Chwilę wcześniej nie popisał się bowiem Don Griffin, który wypunktował 97:92 dla Kierona Conwaya (16-2-1, 3 KO) w walce z Souleymanem Cissokho (13-0, 8 KO). Mimo, iż Brytyjczyk posłał Francuza na deski to jednak ten kontrolował walkę niemal przez pełny czas jej trwania. Cissokho boksował bardzo ładnie, nie podpalał się, dobrze pracując ciosami prostymi. Gdyby nie jeden niepotrzebny błąd, występ Francuza byłby niemal perfekcyjny.
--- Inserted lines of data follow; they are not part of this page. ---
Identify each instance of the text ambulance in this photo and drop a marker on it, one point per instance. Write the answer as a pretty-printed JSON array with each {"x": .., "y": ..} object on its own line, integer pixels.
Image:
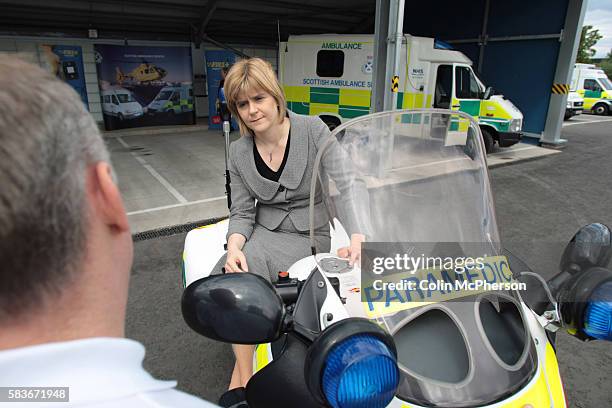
[
  {"x": 330, "y": 76},
  {"x": 594, "y": 86}
]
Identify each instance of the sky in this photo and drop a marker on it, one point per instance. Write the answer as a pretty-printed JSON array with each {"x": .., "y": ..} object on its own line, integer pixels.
[{"x": 599, "y": 15}]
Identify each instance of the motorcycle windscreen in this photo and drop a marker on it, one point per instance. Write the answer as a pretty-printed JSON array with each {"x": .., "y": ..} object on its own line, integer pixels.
[
  {"x": 406, "y": 176},
  {"x": 415, "y": 185}
]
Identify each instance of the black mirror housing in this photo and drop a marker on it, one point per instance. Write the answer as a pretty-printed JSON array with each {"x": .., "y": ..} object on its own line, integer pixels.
[
  {"x": 237, "y": 308},
  {"x": 590, "y": 247}
]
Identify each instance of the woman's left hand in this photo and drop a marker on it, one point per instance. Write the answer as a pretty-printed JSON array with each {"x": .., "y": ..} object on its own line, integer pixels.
[{"x": 352, "y": 252}]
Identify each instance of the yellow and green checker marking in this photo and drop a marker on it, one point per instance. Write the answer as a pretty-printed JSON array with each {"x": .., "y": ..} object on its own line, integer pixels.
[{"x": 311, "y": 100}]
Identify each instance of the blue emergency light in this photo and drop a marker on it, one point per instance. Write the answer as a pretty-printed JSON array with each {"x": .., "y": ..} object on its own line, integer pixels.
[
  {"x": 360, "y": 371},
  {"x": 598, "y": 314}
]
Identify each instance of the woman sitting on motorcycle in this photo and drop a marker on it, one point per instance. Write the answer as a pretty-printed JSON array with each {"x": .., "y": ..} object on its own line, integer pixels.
[{"x": 271, "y": 166}]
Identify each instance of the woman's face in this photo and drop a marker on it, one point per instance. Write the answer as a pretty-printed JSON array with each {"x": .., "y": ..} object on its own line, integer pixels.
[{"x": 258, "y": 109}]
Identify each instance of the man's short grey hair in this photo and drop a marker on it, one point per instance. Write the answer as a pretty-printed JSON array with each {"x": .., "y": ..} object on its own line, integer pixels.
[{"x": 47, "y": 140}]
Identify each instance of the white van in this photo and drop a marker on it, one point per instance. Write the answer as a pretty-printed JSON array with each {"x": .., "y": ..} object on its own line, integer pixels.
[
  {"x": 175, "y": 99},
  {"x": 330, "y": 76},
  {"x": 120, "y": 103},
  {"x": 594, "y": 86}
]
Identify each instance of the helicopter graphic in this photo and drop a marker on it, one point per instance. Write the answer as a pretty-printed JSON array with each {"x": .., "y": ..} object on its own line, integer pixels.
[{"x": 143, "y": 73}]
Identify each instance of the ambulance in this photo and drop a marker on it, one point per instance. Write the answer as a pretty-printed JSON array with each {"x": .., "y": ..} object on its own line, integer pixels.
[
  {"x": 330, "y": 75},
  {"x": 594, "y": 86},
  {"x": 172, "y": 99}
]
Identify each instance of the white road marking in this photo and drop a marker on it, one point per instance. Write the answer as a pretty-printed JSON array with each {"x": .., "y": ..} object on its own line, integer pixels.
[
  {"x": 583, "y": 122},
  {"x": 166, "y": 207},
  {"x": 155, "y": 174},
  {"x": 518, "y": 149}
]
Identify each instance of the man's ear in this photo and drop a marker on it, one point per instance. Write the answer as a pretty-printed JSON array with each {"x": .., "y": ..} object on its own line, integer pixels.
[{"x": 105, "y": 197}]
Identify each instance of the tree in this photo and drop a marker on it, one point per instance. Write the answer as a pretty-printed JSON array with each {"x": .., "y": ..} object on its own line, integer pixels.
[
  {"x": 606, "y": 64},
  {"x": 588, "y": 39}
]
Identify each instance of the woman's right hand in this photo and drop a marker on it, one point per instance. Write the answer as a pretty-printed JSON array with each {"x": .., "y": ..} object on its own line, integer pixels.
[{"x": 236, "y": 261}]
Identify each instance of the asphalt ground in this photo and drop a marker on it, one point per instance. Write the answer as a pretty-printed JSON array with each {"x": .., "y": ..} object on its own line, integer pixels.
[{"x": 540, "y": 205}]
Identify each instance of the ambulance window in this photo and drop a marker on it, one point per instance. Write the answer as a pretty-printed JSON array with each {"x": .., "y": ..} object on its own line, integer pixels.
[
  {"x": 444, "y": 87},
  {"x": 591, "y": 85},
  {"x": 605, "y": 82},
  {"x": 466, "y": 84},
  {"x": 330, "y": 63}
]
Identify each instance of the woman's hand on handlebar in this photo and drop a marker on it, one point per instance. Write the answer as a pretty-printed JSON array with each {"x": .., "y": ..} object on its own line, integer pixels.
[
  {"x": 236, "y": 261},
  {"x": 352, "y": 252}
]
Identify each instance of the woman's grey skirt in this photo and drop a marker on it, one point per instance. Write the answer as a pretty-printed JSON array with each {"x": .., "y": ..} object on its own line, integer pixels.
[{"x": 269, "y": 252}]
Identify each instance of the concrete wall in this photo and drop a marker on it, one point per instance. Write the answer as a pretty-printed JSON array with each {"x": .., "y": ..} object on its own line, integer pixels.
[{"x": 28, "y": 48}]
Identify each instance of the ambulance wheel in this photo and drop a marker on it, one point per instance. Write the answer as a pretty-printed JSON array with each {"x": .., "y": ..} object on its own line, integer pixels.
[
  {"x": 487, "y": 138},
  {"x": 601, "y": 109}
]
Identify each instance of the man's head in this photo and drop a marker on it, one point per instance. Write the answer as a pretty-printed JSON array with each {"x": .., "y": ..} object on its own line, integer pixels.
[{"x": 59, "y": 206}]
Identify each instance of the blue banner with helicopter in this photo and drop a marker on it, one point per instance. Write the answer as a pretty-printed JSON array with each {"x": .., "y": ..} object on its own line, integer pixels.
[
  {"x": 145, "y": 86},
  {"x": 66, "y": 63}
]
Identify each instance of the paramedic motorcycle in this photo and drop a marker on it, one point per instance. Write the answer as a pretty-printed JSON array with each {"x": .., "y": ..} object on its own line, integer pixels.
[{"x": 435, "y": 314}]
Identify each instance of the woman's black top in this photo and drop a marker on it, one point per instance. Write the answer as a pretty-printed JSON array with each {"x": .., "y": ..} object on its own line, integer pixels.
[{"x": 263, "y": 168}]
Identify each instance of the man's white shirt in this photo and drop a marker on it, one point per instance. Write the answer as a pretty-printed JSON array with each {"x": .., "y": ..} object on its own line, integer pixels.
[{"x": 100, "y": 373}]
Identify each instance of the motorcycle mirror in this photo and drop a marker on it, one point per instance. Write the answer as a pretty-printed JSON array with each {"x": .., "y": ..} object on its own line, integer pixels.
[
  {"x": 590, "y": 247},
  {"x": 237, "y": 308}
]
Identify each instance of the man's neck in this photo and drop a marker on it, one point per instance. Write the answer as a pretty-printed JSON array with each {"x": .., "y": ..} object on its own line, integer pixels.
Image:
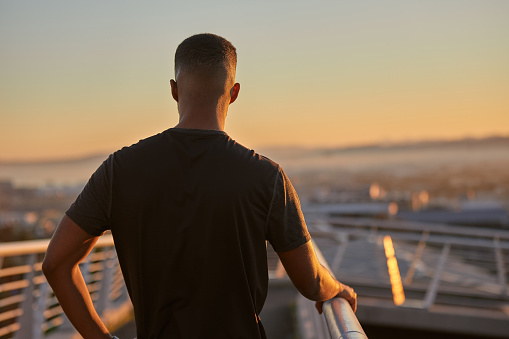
[{"x": 199, "y": 122}]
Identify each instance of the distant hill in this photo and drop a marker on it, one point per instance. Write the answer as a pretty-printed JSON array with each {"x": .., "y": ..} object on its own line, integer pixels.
[{"x": 297, "y": 151}]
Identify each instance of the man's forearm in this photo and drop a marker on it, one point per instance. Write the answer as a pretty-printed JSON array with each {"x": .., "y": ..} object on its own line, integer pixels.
[
  {"x": 328, "y": 286},
  {"x": 72, "y": 294}
]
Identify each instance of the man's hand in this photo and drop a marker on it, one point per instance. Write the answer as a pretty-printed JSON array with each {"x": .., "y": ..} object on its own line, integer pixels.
[
  {"x": 347, "y": 293},
  {"x": 71, "y": 244}
]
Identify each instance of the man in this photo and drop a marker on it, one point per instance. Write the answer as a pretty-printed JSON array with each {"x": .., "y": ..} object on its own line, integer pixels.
[{"x": 190, "y": 211}]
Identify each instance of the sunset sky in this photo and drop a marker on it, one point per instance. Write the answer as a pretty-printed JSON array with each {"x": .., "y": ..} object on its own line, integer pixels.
[{"x": 85, "y": 77}]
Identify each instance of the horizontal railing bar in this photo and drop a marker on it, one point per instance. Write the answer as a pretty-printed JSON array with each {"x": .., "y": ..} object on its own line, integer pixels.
[
  {"x": 9, "y": 329},
  {"x": 52, "y": 312},
  {"x": 15, "y": 285},
  {"x": 12, "y": 300},
  {"x": 57, "y": 321},
  {"x": 416, "y": 237},
  {"x": 420, "y": 227},
  {"x": 10, "y": 271},
  {"x": 11, "y": 314},
  {"x": 40, "y": 246}
]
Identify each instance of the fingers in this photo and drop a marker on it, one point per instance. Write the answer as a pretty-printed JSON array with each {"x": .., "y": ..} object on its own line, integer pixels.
[
  {"x": 318, "y": 306},
  {"x": 349, "y": 295}
]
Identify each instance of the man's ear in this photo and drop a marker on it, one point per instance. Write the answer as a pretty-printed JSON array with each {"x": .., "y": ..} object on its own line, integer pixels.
[
  {"x": 174, "y": 90},
  {"x": 234, "y": 92}
]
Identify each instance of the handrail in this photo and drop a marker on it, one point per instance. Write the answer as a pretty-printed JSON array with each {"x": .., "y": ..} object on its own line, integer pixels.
[
  {"x": 30, "y": 308},
  {"x": 340, "y": 318}
]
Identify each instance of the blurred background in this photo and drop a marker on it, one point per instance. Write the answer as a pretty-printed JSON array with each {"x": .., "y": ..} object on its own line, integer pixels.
[{"x": 380, "y": 111}]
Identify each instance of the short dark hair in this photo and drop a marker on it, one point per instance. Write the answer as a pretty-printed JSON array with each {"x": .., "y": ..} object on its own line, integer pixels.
[{"x": 206, "y": 53}]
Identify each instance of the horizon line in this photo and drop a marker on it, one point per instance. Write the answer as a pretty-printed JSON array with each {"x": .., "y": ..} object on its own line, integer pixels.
[{"x": 381, "y": 144}]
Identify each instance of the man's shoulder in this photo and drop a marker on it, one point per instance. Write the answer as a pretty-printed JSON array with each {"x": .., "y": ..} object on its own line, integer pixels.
[{"x": 254, "y": 158}]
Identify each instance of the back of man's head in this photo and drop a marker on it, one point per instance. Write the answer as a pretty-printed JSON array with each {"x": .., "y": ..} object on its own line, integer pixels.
[{"x": 207, "y": 55}]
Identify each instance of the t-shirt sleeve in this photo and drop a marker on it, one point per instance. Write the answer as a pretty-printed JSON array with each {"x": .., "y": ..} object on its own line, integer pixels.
[
  {"x": 286, "y": 229},
  {"x": 91, "y": 210}
]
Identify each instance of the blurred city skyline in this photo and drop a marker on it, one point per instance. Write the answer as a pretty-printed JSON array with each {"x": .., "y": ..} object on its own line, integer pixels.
[{"x": 90, "y": 77}]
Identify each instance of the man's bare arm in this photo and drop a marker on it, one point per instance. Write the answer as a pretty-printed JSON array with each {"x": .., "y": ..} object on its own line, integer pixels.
[
  {"x": 312, "y": 279},
  {"x": 71, "y": 244}
]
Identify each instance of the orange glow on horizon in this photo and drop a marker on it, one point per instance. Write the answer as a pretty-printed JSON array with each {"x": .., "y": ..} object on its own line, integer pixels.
[{"x": 394, "y": 275}]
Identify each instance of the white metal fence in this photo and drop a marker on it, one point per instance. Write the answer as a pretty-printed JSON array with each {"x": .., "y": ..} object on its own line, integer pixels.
[{"x": 28, "y": 307}]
Cissokho zdobył w ten sposób pas WBA Inter-Continental w wadze super półśredniej i pokazał, iż może być liczącą się postacią w tej kategorii wagowej. 

 

Uzupełnieniem głównej karty gali w Arlington był pojedynek kubańskiego prospekta w wadze ciężkiej Franka Sancheza (18-0, 13 KO) ze znanym z polskich ringów Nagy'm Aguilerą (21-11, 14 KO). Sanchez od samego początku łatwo punktował dużo słabszego i niżej notowanego rywala. Bez trudności bił w różnych płaszczyznach różnymi ciosami, lecz robił to zbyt jednostajnie, żeby zaskoczyć przeciwnika. Ten jednak w połowie 6. rundy uznał, iż nie chce dalej walczyć. Wykorzystał pierwszy cios w okolice ucha do symulowania, wskazując, iż nie może kontynuować pojedynku. Sędzia przerwał więc walkę, a o werdykcie zdecydowały dotychczasowe karty punktowe. W nich przewaga Sancheza była bardzo wyraźna.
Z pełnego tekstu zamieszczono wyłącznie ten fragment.